3) Following up on yesterday's e-mail about the difficulties long-short hedge-fund managers are having, this chart from The Market Ear shows that all active managers have been losing money, as assets flow to passive (index) funds:

4) Here's Bloomberg's Joe Nocera with some wise, cautionary words: Pandemic Is a Great Incubator for Financial Fraud. Excerpt:

"The pandemic is the perfect storm for fraud," one of the panelists said, and who can doubt it? The federal government hastily pushed hundreds of billions of dollars out the door in the largest bailout in U.S. history with only the most vague requirements for recipients; bankers working from home doled out those billions to small businesses; regulators loosened rules to help institutions get through the crisis. As my colleagues Timothy L. O'Brien and Nir Kaissar noted recently, "the White House has made it easier for government insiders to obtain bailout loans from the Small Business Administration, creating a raft of conflicts of interest."

That certainly sounds like a recipe for financial fraud...

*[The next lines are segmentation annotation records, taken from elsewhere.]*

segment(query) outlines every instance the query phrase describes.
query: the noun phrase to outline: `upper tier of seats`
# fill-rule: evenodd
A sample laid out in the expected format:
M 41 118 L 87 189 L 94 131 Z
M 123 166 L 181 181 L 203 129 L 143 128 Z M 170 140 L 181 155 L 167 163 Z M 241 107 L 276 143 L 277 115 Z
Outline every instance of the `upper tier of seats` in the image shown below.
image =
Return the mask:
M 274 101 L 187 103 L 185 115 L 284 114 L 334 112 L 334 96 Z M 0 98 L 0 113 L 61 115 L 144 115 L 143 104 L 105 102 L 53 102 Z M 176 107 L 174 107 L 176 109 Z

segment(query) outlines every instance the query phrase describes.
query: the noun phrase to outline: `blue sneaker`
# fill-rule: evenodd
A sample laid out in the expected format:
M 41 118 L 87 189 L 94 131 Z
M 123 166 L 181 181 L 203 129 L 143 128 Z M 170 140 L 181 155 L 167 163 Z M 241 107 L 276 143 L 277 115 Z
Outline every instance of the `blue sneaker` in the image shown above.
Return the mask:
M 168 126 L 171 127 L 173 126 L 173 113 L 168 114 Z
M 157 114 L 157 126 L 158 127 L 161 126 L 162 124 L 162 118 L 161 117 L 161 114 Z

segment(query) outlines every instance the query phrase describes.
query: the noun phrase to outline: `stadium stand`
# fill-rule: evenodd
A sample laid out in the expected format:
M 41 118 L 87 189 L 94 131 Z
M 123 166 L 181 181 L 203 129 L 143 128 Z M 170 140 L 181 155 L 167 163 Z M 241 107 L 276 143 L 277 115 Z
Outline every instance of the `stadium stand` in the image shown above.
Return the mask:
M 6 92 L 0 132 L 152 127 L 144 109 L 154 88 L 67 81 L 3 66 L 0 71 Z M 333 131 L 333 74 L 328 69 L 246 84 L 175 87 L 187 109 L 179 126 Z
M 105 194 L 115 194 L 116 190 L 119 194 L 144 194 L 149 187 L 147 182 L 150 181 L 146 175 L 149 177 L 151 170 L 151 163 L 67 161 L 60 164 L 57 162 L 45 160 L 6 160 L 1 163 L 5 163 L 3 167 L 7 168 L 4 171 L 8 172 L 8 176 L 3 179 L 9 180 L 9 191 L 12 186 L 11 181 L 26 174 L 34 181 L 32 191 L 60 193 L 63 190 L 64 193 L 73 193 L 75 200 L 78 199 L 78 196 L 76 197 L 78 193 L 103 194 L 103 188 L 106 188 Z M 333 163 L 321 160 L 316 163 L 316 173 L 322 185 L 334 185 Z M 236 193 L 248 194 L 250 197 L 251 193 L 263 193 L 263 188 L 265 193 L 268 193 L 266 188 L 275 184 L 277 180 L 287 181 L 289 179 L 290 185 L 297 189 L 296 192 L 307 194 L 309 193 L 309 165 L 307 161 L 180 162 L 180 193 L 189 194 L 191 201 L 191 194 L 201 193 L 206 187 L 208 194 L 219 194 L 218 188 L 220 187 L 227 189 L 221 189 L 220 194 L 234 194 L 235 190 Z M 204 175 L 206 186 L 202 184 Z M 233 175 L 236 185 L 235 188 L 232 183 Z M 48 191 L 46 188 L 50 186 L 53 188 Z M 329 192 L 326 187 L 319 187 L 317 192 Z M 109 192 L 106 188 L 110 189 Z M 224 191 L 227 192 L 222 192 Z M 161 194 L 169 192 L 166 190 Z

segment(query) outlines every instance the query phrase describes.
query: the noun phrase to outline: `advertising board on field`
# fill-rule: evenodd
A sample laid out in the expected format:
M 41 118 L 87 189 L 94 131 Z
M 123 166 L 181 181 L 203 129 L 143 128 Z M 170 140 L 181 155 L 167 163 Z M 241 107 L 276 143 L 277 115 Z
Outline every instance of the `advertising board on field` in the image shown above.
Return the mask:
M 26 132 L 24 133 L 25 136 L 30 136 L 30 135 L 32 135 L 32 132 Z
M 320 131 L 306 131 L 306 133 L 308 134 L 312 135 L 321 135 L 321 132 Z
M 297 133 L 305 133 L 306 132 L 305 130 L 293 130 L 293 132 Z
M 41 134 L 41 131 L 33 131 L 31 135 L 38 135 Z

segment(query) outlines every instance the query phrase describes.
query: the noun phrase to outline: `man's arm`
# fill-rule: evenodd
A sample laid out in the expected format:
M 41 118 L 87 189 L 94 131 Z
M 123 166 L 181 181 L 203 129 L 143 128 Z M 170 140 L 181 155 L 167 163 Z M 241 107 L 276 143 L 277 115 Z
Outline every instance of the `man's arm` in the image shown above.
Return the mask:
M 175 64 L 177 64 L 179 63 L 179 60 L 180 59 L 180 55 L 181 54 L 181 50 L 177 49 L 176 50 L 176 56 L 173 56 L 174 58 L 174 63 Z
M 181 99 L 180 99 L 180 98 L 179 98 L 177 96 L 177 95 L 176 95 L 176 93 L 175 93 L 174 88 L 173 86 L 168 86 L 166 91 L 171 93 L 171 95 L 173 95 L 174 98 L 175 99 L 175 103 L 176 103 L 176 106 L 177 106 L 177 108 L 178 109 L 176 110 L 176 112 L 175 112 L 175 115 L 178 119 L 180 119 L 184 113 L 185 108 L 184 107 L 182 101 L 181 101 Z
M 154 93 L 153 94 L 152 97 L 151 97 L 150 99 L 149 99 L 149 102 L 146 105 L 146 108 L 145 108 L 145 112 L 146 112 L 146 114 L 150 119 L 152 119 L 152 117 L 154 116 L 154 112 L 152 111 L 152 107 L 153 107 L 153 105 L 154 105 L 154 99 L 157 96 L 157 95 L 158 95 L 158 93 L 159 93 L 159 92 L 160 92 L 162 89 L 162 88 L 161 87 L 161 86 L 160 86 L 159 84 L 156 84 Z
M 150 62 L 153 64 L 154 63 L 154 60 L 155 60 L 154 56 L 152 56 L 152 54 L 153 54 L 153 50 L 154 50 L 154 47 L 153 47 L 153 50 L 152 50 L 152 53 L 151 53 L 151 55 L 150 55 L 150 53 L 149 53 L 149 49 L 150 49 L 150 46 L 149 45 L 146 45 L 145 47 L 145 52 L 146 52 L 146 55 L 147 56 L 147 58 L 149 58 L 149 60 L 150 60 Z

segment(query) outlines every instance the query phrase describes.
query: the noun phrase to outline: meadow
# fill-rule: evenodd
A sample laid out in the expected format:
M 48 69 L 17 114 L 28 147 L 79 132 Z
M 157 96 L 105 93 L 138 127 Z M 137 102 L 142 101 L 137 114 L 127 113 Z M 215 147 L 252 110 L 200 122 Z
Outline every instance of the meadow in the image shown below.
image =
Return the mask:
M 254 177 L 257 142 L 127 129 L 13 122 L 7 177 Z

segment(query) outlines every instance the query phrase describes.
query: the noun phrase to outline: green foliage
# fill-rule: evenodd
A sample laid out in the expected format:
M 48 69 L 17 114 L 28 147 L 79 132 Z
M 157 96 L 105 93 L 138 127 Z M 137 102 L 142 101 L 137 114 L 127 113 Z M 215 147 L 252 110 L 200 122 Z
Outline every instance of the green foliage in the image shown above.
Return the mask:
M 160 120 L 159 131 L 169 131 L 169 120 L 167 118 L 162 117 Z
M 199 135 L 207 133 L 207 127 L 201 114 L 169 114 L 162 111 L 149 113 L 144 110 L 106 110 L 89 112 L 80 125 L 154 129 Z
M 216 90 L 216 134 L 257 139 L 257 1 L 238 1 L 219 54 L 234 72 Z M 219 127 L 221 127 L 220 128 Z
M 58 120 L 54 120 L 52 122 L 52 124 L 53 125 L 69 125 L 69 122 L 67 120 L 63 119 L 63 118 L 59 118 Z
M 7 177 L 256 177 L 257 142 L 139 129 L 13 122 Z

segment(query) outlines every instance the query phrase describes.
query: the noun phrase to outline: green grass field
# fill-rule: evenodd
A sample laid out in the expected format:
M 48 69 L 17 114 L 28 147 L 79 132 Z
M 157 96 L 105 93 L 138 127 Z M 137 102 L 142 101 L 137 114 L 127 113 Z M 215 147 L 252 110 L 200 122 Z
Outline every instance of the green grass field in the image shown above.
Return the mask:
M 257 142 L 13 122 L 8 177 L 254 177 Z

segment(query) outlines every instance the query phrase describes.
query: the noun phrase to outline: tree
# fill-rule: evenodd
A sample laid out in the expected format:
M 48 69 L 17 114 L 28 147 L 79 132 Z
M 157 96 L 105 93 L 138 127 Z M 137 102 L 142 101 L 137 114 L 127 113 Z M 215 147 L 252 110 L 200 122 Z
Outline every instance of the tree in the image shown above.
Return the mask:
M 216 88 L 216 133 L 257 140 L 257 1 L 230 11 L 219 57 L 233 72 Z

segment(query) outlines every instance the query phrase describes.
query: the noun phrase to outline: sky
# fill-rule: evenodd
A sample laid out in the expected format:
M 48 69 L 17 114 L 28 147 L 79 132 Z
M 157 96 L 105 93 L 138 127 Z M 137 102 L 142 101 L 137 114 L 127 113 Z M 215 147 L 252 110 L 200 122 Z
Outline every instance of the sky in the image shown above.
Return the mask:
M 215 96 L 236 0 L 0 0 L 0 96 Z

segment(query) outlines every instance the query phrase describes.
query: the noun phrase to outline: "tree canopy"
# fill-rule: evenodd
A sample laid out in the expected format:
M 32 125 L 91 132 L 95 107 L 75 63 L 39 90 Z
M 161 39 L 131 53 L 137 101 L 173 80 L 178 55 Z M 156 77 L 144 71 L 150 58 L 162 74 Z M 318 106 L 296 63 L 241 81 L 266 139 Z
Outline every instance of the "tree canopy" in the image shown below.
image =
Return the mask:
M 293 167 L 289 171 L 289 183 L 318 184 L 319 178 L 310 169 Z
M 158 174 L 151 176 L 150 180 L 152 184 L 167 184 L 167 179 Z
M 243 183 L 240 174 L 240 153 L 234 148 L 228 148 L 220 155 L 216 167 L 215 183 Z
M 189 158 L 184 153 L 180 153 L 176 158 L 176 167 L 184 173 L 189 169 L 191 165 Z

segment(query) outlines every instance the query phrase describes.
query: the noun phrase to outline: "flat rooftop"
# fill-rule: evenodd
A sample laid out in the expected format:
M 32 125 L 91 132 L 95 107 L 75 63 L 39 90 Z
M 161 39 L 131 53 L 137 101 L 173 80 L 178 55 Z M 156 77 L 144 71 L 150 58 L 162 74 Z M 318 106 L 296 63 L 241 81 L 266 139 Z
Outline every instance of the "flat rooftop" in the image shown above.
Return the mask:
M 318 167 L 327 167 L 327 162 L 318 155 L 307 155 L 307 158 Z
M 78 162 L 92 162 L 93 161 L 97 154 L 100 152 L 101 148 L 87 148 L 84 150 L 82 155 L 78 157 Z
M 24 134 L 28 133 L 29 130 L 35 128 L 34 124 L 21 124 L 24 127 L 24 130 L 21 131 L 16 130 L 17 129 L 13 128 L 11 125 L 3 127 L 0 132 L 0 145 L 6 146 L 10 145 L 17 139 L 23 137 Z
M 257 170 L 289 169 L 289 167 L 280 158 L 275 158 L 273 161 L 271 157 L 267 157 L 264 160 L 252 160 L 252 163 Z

As for the banks, the SBA has put them in a terrible spot, giving them the responsibility of hastily vetting the hundreds of thousands of businesses seeking PPP funds. Even with the best of intentions, it is inevitable that scam artists found ways to bilk the banks out of PPP loans. Indeed, prosecutors have already arrested a handful of executives for doing so.

The larger issue is that, just like in 2008, regulators aren't focused on preventing misconduct. Instead, their focus is on making sure banks have the ability to lend – even if it means loosening rules that were designed to make banks safer. In late March, for instance, the Federal Reserve relaxed several lending rules, including one that measured counterparty credit risk. And in early April it loosened capital requirements...

If significant bank misconduct is uncovered during a Covid-19 post-mortem, said Stephen Scott, the founder of Starling Trust Sciences, a risk-management company, "there will be pitchforks."

The country is much more polarized than it was in 2008, and much angrier, too. If it turns out that the billions of dollars intended to help out-of-work Americans was diverted by fraud, it will make the aftermath of the financial crisis look like a picnic.